Nowa podstawa programowa od 2026 r. – co zakłada reforma?

Nowelizacja Prawa oświatowego, która trafiła do prezydenta, wprowadza gruntowną przebudowę podstawy programowej wychowania przedszkolnego oraz kształcenia ogólnego.

Najważniejsze założenia:

  • podstawy mają być pisane językiem efektów uczenia się,
  • mają być precyzyjne, mierzalne i spójne między przedmiotami,
  • mają ułatwiać konstruowanie egzaminów i diagnozy edukacyjnej,
  • mają być bardziej elastyczne – dające większą autonomię nauczycielom,
  • nacisk ma przechodzić z „wiedzy encyklopedycznej” na kompetencje XXI wieku.

Terminy wdrożenia zmian:

  • 2026/2027 – wychowanie przedszkolne oraz klasy I i IV szkoły podstawowej,
  • 2027/2028 – klasa I szkół ponadpodstawowych.

Związki zawodowe apelują o weto. To „eksperyment na żywym organizmie” – twierdzą.

WZZ „Forum-Oświata”: reforma wprowadzi lata chaosu

WZZ „Forum-Oświata” skierował do prezydenta oficjalny wniosek o niepodpisywanie ustawy. Argumentuje, że:

  • ustawa nie została przyjęta ponad podziałami (233 za, 200 przeciw, 6 wstrzymujących),
  • reforma została „przeforsowana wbrew krytycznym opiniom nauczycieli, rodziców i ekspertów”,
  • MEN „na siłę forsuje swój pomysł na zmianę”,
  • szkoły przez lata będą działały w dwóch różnych systemach podstaw i egzaminów,
  • brakuje szkoleń, podręczników i materiałów, co ich zdaniem wygeneruje dodatkowy chaos organizacyjny.

NSZZ „Solidarność” również apelowała o weto

Na początku grudnia podobny postulat przedstawił Krajowy Sekretariat Nauki i Oświaty NSZZ „Solidarność”, wskazując na „poważne zastrzeżenia merytoryczne i prawne”.

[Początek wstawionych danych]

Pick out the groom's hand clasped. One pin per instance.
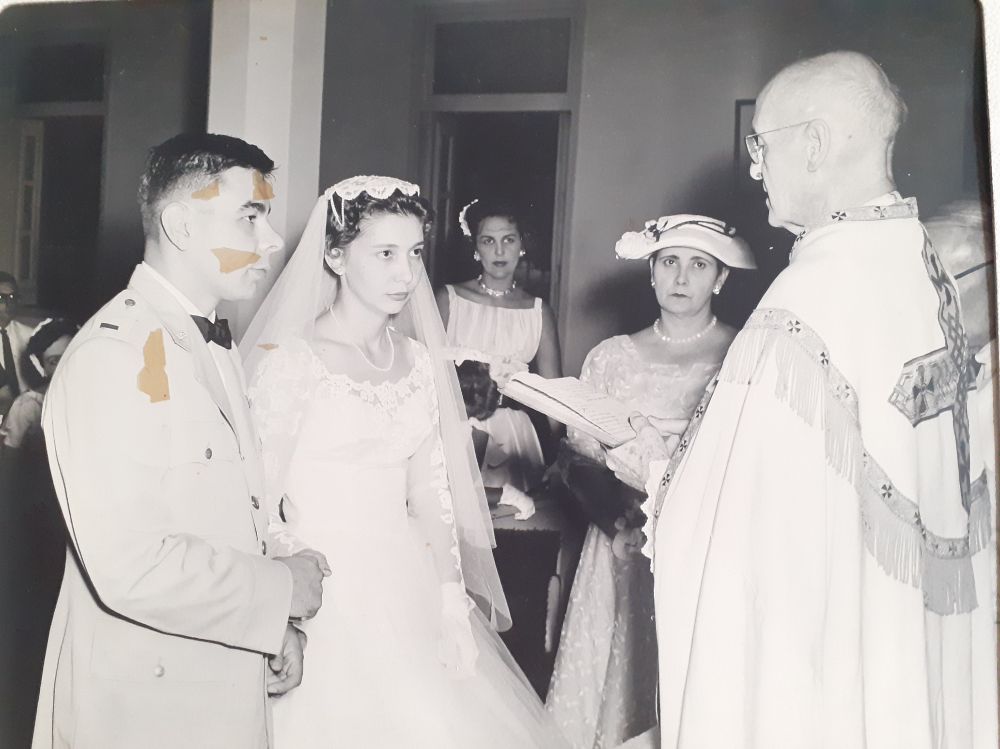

ZNP nie chce weta. „Kierunek zmian jest potrzebny”

Związek Nauczycielstwa Polskiego przekazał, że nie apeluje do prezydenta o zatrzymanie ustawy.

Zdaniem ZNP:

  • reforma od lat jest przedmiotem debaty,
  • konieczne jest „odchudzenie podstawy i postawienie na umiejętności”,
  • szczegółowe rozwiązania będą określone w rozporządzeniach, które właśnie są konsultowane.

MEN: wdrożymy reformę nawet bez podpisu prezydenta

Minister edukacji Barbara Nowacka zapewnia, że resort jest przygotowany „na każdy scenariusz”.

Według MEN:

  • kluczowe elementy reformy mogą być wprowadzone w drodze rozporządzeń,
  • celem zmian jest większa autonomia nauczycieli i wzmocnienie kompetencji kluczowych uczniów,
  • reforma ma służyć „dobrostanu młodych ludzi i nauczycieli oraz przyszłości polskiej gospodarki”.

Zmiany w nadzorze pedagogicznym i egzaminach

Nowelizacja zakłada również:

  • rezygnację z obowiązku opiniowania arkuszy organizacji szkół przez kuratorów (pozostają kontrole następcze),
  • powrót egzaminu ósmoklasisty do kwietnia – od roku szkolnego 2026/2027.

Decyzja prezydenta zdecyduje o tempie zmian

Choć obóz rządzący przekonuje, że reforma jest nieunikniona, a MEN może wprowadzać zmiany także bez podpisu prezydenta, to środowisko oświatowe pozostaje mocno podzielone.

Najbliższe dni pokażą, czy prezydent zdecyduje się ją podpisać, zawetować, czy skierować do Trybunału Konstytucyjnego.